All the world’s countries and leading development institutions agreed in 2000 to set eight overall development goals – the MDGs – for achievement by 2015. Each MDG listed specific targets, including one under ‘Environmental Sustainability’ to halve the proportion of the population “without sustainable access to safe drinking water and basic sanitation.”
Current MDG figures show that more than one in three people do not have access to “improved sanitation facilities,” according to de Albuquerque.

In her latest report to the UN General Assembly, she asked for a post-2015 development agenda that aims at eliminating discrimination and inequalities in access to water and sanitation.

“The post-2015 development agenda should incorporate a stand-alone goal on water, sanitation and hygiene, to ensure that universal access to these services will be treated as a vital feature of social and economic development, on equal footing with health or education,” the report stated in a reference to MDGs on child and maternal health, and universal education. “Water, sanitation and hygiene should not be neglected in the global priority-setting for development goals.”
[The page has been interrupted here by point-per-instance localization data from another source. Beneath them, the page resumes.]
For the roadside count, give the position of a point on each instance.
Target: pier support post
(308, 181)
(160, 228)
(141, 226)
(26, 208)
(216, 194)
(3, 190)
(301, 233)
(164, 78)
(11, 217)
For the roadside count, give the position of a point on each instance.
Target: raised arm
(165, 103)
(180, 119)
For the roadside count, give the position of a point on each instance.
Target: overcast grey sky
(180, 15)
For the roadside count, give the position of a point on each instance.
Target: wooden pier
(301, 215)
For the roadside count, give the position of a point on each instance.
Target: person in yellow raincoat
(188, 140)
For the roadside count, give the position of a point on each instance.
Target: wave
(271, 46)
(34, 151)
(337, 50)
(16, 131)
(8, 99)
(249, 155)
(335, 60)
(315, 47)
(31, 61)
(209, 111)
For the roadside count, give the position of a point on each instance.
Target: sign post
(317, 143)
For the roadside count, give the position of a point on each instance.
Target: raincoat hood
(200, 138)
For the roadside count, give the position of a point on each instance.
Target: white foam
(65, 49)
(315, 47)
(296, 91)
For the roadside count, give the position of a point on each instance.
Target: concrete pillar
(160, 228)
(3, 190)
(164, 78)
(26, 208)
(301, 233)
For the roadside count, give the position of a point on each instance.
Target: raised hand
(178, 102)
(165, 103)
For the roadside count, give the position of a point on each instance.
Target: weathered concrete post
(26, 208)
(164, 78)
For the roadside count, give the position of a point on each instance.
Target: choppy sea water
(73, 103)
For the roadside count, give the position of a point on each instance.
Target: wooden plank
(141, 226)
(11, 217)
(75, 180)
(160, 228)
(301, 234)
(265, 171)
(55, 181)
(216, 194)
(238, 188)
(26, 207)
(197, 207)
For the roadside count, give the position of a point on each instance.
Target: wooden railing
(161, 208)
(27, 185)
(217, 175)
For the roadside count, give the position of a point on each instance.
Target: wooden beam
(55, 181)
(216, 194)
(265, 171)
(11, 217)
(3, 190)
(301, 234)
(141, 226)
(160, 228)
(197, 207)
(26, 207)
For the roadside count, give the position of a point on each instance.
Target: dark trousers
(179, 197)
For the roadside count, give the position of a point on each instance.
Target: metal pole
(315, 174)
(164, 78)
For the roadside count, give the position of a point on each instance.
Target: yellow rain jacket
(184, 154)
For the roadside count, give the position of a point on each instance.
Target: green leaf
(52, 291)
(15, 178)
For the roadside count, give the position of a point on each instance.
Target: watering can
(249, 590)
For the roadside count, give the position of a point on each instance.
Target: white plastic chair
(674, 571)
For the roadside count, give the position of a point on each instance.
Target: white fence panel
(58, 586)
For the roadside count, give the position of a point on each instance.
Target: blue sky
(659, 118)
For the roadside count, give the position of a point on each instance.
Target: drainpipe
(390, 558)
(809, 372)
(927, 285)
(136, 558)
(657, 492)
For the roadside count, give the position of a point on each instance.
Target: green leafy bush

OHCHR characterizes the agenda de Albuquerque seeks as one that “strives to ensure access to adequate sanitation for all, prioritising available resources and devising new policies to address the needs of those individuals and groups who are currently excluded.”
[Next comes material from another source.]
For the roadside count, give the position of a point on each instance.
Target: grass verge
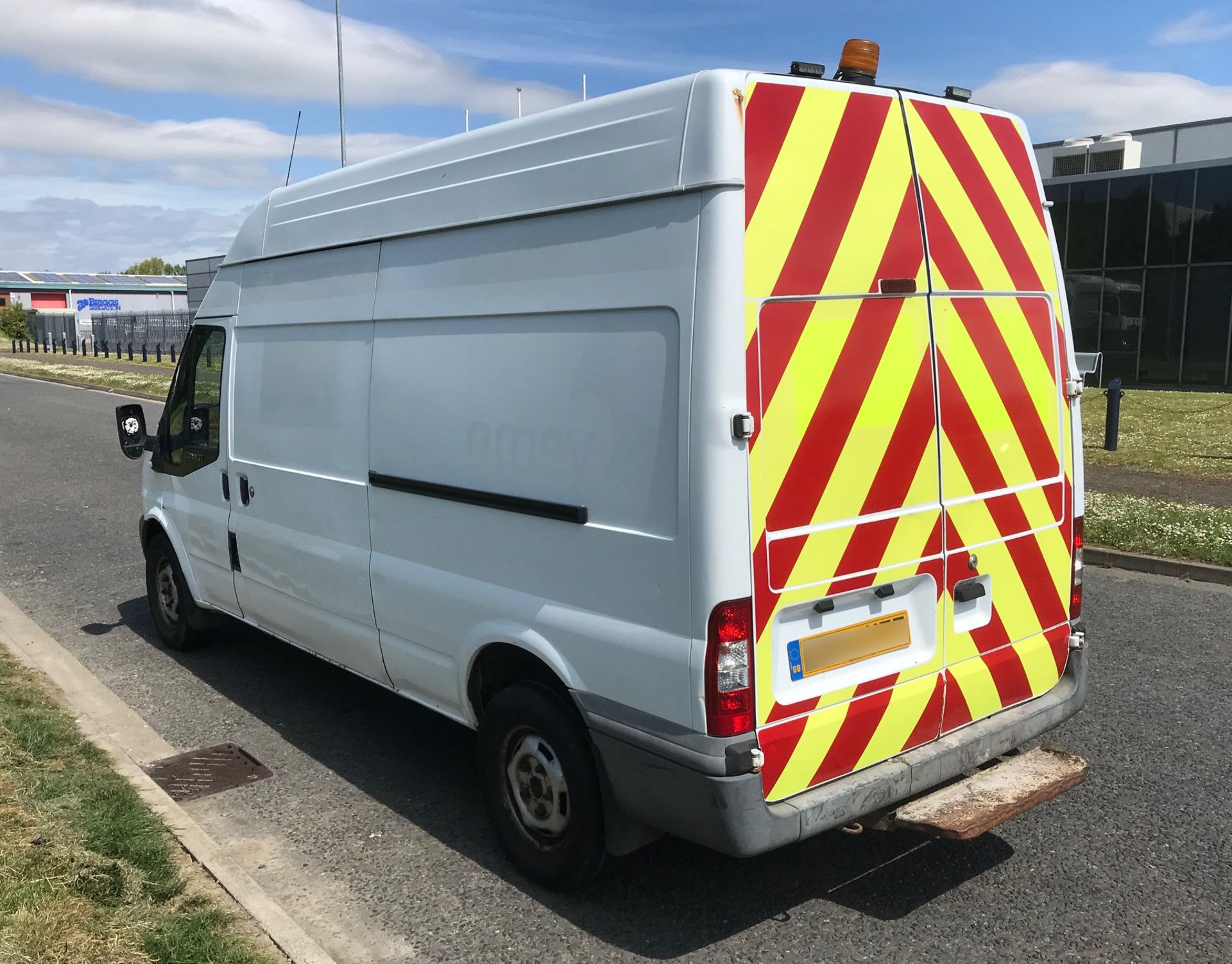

According to the Special Rapporteur, safe, sustainable and affordable access to a toilet is essential for the well-being and rights of every human being.
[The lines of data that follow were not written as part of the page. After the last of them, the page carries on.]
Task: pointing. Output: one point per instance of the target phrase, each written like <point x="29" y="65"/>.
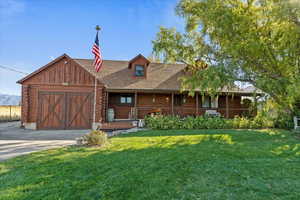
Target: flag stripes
<point x="98" y="57"/>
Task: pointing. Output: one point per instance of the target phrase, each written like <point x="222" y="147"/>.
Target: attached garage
<point x="64" y="110"/>
<point x="60" y="95"/>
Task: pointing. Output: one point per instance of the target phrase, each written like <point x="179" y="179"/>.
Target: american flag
<point x="98" y="57"/>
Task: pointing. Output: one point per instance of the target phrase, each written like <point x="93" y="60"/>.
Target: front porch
<point x="133" y="105"/>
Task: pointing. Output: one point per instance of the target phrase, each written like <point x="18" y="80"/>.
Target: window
<point x="214" y="102"/>
<point x="126" y="100"/>
<point x="178" y="100"/>
<point x="210" y="102"/>
<point x="206" y="102"/>
<point x="139" y="70"/>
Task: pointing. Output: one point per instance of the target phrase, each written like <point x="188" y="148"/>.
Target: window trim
<point x="126" y="99"/>
<point x="144" y="70"/>
<point x="181" y="99"/>
<point x="211" y="102"/>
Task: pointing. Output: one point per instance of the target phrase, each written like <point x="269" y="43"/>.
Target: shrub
<point x="205" y="122"/>
<point x="98" y="138"/>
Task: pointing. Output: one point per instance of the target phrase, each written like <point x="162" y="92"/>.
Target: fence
<point x="10" y="113"/>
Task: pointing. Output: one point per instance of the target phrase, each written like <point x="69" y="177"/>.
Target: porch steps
<point x="119" y="125"/>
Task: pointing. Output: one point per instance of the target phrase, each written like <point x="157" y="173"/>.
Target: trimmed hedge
<point x="204" y="122"/>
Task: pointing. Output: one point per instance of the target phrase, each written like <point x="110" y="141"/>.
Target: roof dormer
<point x="138" y="66"/>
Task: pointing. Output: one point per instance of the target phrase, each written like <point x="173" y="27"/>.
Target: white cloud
<point x="10" y="8"/>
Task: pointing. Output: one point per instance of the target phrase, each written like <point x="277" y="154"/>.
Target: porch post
<point x="172" y="106"/>
<point x="197" y="104"/>
<point x="135" y="105"/>
<point x="227" y="106"/>
<point x="106" y="106"/>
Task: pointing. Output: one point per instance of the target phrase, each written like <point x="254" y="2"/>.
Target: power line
<point x="13" y="70"/>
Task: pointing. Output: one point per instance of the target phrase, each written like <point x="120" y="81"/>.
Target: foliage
<point x="262" y="120"/>
<point x="10" y="113"/>
<point x="252" y="41"/>
<point x="98" y="138"/>
<point x="177" y="164"/>
<point x="200" y="122"/>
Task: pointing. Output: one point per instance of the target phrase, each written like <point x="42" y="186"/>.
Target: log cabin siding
<point x="147" y="102"/>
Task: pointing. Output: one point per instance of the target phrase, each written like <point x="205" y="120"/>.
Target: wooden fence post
<point x="10" y="118"/>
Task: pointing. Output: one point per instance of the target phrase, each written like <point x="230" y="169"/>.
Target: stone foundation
<point x="31" y="126"/>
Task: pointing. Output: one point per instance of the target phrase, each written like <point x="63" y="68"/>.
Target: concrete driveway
<point x="15" y="141"/>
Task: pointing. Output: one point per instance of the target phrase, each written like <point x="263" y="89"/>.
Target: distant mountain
<point x="6" y="99"/>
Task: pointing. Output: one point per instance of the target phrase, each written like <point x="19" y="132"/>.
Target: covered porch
<point x="133" y="105"/>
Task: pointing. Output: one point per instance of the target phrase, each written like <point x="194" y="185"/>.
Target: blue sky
<point x="33" y="32"/>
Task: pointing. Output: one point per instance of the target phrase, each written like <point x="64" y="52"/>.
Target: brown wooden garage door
<point x="64" y="110"/>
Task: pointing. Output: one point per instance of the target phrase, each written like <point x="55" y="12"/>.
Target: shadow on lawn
<point x="91" y="173"/>
<point x="183" y="169"/>
<point x="149" y="133"/>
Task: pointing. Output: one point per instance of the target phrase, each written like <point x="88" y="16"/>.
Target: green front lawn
<point x="183" y="164"/>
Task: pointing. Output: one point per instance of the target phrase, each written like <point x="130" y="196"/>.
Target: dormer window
<point x="139" y="70"/>
<point x="139" y="66"/>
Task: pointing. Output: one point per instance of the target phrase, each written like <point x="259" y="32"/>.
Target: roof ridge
<point x="103" y="59"/>
<point x="128" y="61"/>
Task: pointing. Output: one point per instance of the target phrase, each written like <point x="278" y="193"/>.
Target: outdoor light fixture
<point x="153" y="99"/>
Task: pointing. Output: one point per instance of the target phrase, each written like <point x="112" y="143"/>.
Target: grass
<point x="10" y="113"/>
<point x="183" y="164"/>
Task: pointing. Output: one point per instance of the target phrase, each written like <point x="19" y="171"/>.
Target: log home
<point x="61" y="94"/>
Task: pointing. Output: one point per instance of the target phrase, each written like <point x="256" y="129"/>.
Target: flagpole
<point x="95" y="92"/>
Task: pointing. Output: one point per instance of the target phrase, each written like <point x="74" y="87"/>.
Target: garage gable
<point x="61" y="71"/>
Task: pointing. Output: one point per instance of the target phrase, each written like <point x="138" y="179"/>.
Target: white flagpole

“This is not only about ensuring the right to sanitation, (it) is also critical for the enjoyment of numerous other rights, such as the right to health, the right to education, the right to work and the right to lead a life in dignity,” de Albuquerque said.
She added, “Lack of sanitation will keep these same people sick, away from school and work, victims of violence when trying to find a place to hide to ‘do their business,’ and not able to break the cycle of poverty and exclusion, in which they are trapped.”

De Albuquerque said that one of the most critical challenges is the high number of people still practicing open defecation – more than one billion, producing enough faeces to fill a football stadium every day.

“Try to imagine yourself without toilets – no toilet in your workplace and no toilet at home,” she said, adding that the “insecurity and indignity” of having to find a secluded spot each time the need arises is especially acute for women.
De Albuquerque also called for reflection on the way the smell of excrement lingers in urban areas that are too poor to build and maintain a proper sewer system.

“This is the situation billions of people face today – especially those who are most marginalized,” she said. “Giving these people sanitation and hygiene will be a fundamental step to allow them to aspire to a better live. It is about a toilet, of all places.”

Independent experts, or special rapporteurs like Ms. de Albuquerque, are appointed by the Geneva-based UN Human Rights Council to examine and report back, in an unpaid capacity, on specific human rights themes.